When the doctor is called to a friend’s house to investigate an unidentified corpse on the pool table, the story starts to unfold. The body is a blank. It looks remarkably like the homeowner, but it’s not quite fleshed-in yet. Apparently bodies are being grown, somehow, in the shape of their hosts. The blanks soon take over the mannerisms and memories of the hosts, replacing the human with the snatcher. They eventually find the source of the blanks, giant cabbage-like plants that ooze slime.

Miles and Becky have to try to find help from the shrinking population of normal humans, while fighting off sleep, which is when the snatchers can take over your body.

Snatchers as Thriller

As a thriller, Invasion of the Body Snatchers is good. There are some genuinely creepy moments, augmented by a musical score from Carmen Dragon. Later in the film, our protagonists literally don’t know whom they can trust. The uncertainty and wariness is chilling. And though some might find the pods a little cheezy, I found their organic simplicity to be an excellent “special effect” for the price.

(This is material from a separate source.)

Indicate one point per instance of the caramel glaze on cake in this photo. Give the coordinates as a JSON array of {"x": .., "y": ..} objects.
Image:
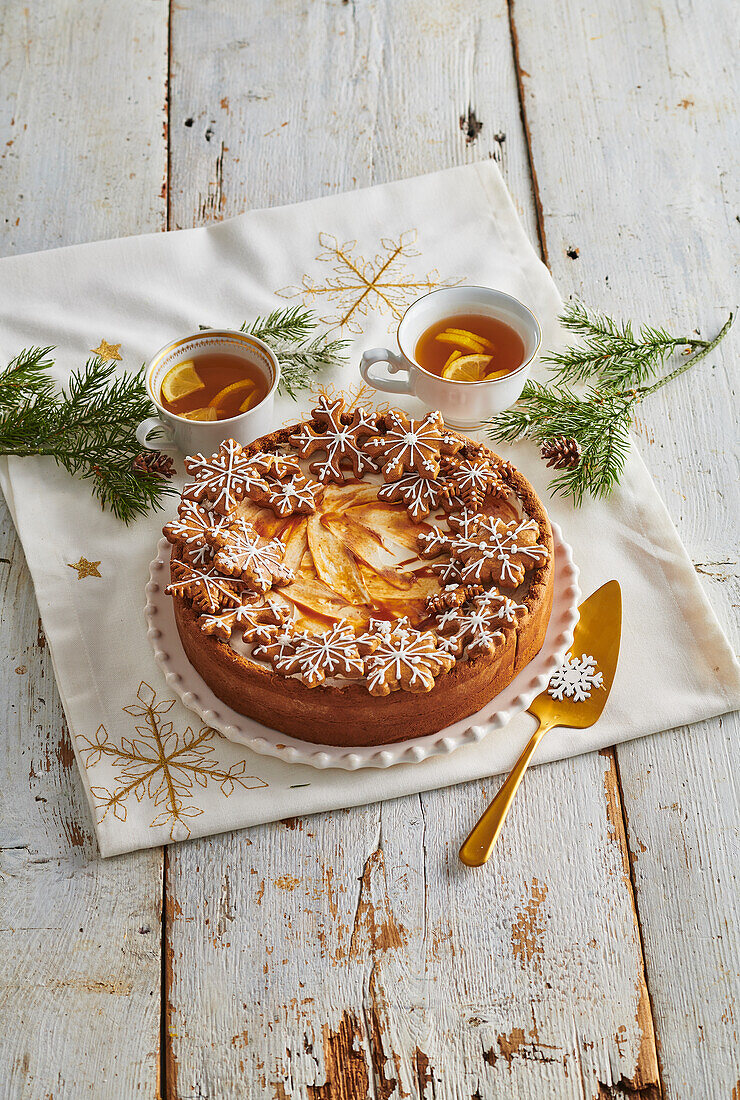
[{"x": 350, "y": 715}]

But the best, creepiest, most effective scenes earn their power by their context in this movie. A small park at a downtown intersection bustles with activity. It’s pure Americana — a scene you could find in any small town on a Saturday morning. And yet, it’s the scariest scene in the movie because we suspect that most, if not all, of these people are inhuman. And when the townspeople suddenly move with their hive mind, you might just jump out of your seat.

Taken as a whole, the movie doesn’t fare so well. The chase scene up through the hills saps the movie of its momentum. The third act is drawn out too long (although the ending scene works pretty well). And although there is some very good social commentary in Invasion of the Body Snatchers, it’s a little scattered for my tastes.

Snatchers as Social Commentary

But even if it’s scattered, the social commentary still raises Invasion of the Body Snatchers to near the top of the list of great horror movies.

The horror in Body Snatchers comes in part from the fact that we can’t tell our friends from our enemies. In 1955, that probably resonated with the anti-communist sentiments in the United States. You can’t tell a commie just by looking. They could be anywhere!

Another part of the horror is the oppressive conformity (kind of like a zombie movie, but less so). Those who’ve been assimilated lose their identity and their will, and worst of all, they don’t even know it.

This part of the horror is a little more subtle, at least to a rationalist such as myself. The fact that the old you and the new you are so similar is viscerally disturbing, but it had me scratching my head — if the average person can’t tell the difference in the victim, then how is he really worse off? Becky describes the potential outcome: “an untroubled world where everyone’s the same; no need for love, desire, ambition, faith.” There are some days where, to me, that sounds pretty good.

But in 1955, that also probably sounded like creeping Communism, and it was may have been more ominous then than it is now. Nevertheless, my own generation produced the Borg, those hive-minded villains on Star Trek. And Shaun of the Dead, Dawn of the Dead, and 28 Days all opened within a year of each other, and they went over very well.

So Invasion of the Body Snatchers tapped — taps — into something in us that we still fear today. Perhaps that’s why it’s such a lasting movie.